Entender o seu papel – e seu poder – para alcançar seus objetivos é determinante na capacidade de execução e atingimento de resultados. Ver que você é o responsável pelos eventos que acontecem em sua vida é significativo para ser um protagonista. E, ao contrário, ao atribuir responsabilidade a outros do que lhe acontece o afasta de ser um protagonista.

São obstáculos a assumir o papel de protagonista: a insegurança, o pessimismo, a resistência, o medo de se expor, a vitimização, o conformismo e a deconexão. Para enfrentá-los e superá-los, primeiro é necessário identificá-los, discuti-los e refletir sobre sua ação. Estar consciente e agir por vontade e propósito na vida e no trabalho é a chave para ser um protagonista.

NA ORGANIZAÇÃO

Os profissionais de Recursos Humanos e, especialmente, o Psicólogo Organizacional tem um papel fundamental no desenvolvimento dos colaboradores e da área de RH  como protagonistas das organizações.

Nas décadas de 1970-1980, predominava no mercado uma organização paternalista, que tomava conta da carreira das pessoas, prometendo estabilidade e segurança. O importante era lealdade, fidelidade e grande tempo de “casa”.

Nos anos 1990-2000, sob influência da globalização e a explosão da tecnologia, o relacionamento empresa-empregado deixou de ter as características da década anterior e os empregados eram escolhidos por suas competências. A avaliação de ingresso e promoção era determinante para iniciar ou crescer na empresa. Nesse período, a empresa e o empregado buscaram formas de aprimorar suas competências.

Em 2000, associa-se a isso uma compreensão de que a busca de uma maior consciência e conhecimento sobre si mesmo, uma maior clareza sobre suas habilidades e seus pontos fracos e seus interesses vem para o cenário empresarial, passando a ter mais valor o empregado e a empresa engajados nesse processo.

O Psicólogo Organizacional e os profissionais de RH devem ter a atitude de antecipar-se às necessidades dos colaboradores e do negócio e fazer parte dele, ser inovador, trazer soluções e resultados para as organizações e para os empregados e ter uma atitude mais estratégica, ou seja, ser protagonista.

Cabe a esses profissionais criar um ambiente empresarial em que o protagonismo possa se desenvolver, levando as pessoas a adquirir alguns conhecimentos e atitudes necessárias para assumir a responsabilidade e a busca por melhores soluções, desafiar-se constantemente, reclamar menos e fazer mais, querer fazer, pensar livremente, falar e promover ações que gerem resultados para que se sintam preparados e  queiram protagonizar.

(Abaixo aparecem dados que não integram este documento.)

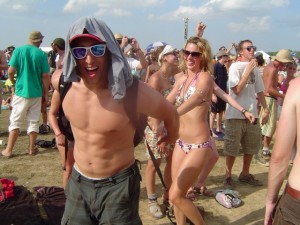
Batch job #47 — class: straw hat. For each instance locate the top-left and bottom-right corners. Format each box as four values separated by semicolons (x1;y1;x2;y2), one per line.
272;49;294;63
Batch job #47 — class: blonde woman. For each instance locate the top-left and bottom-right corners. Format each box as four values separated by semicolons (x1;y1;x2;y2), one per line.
167;37;214;225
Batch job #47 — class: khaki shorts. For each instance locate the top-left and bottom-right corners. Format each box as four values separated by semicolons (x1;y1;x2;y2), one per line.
224;119;262;156
259;97;278;137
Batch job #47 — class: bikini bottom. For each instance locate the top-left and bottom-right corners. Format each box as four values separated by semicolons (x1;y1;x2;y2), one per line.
176;138;213;154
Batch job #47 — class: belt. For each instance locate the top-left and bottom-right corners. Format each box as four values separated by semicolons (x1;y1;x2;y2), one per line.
285;184;300;200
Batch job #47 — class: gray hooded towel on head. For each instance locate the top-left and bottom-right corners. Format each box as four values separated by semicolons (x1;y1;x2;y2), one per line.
63;17;132;100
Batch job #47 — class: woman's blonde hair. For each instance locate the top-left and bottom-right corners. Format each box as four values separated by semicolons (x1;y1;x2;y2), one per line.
179;36;213;74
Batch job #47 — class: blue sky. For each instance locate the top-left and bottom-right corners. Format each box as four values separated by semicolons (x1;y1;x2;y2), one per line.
0;0;300;53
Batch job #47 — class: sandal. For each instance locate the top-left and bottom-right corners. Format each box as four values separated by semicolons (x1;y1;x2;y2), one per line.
28;146;39;156
224;177;233;189
239;174;263;186
193;186;215;197
149;201;164;219
186;189;197;202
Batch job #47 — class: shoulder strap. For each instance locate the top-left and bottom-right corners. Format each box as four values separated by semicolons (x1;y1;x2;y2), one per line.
58;74;72;170
58;74;72;102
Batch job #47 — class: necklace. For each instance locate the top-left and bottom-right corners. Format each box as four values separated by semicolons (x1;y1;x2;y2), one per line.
159;71;175;85
178;72;200;105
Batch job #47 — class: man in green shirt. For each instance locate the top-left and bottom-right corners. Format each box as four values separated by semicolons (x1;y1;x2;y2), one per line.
1;31;50;157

Uma empresa com pessoas que são protagonistas nas mais diferentes ações resulta em uma corporação que também é protagonista nos negócios, nas suas atitudes sociais, humanitárias e ambientais, uma companhia comprometida com o desenvolvimento sustentável e de seus colaboradores.

Colaboradores protagonistas fazem empresas protagonistas e a caminho do sucesso!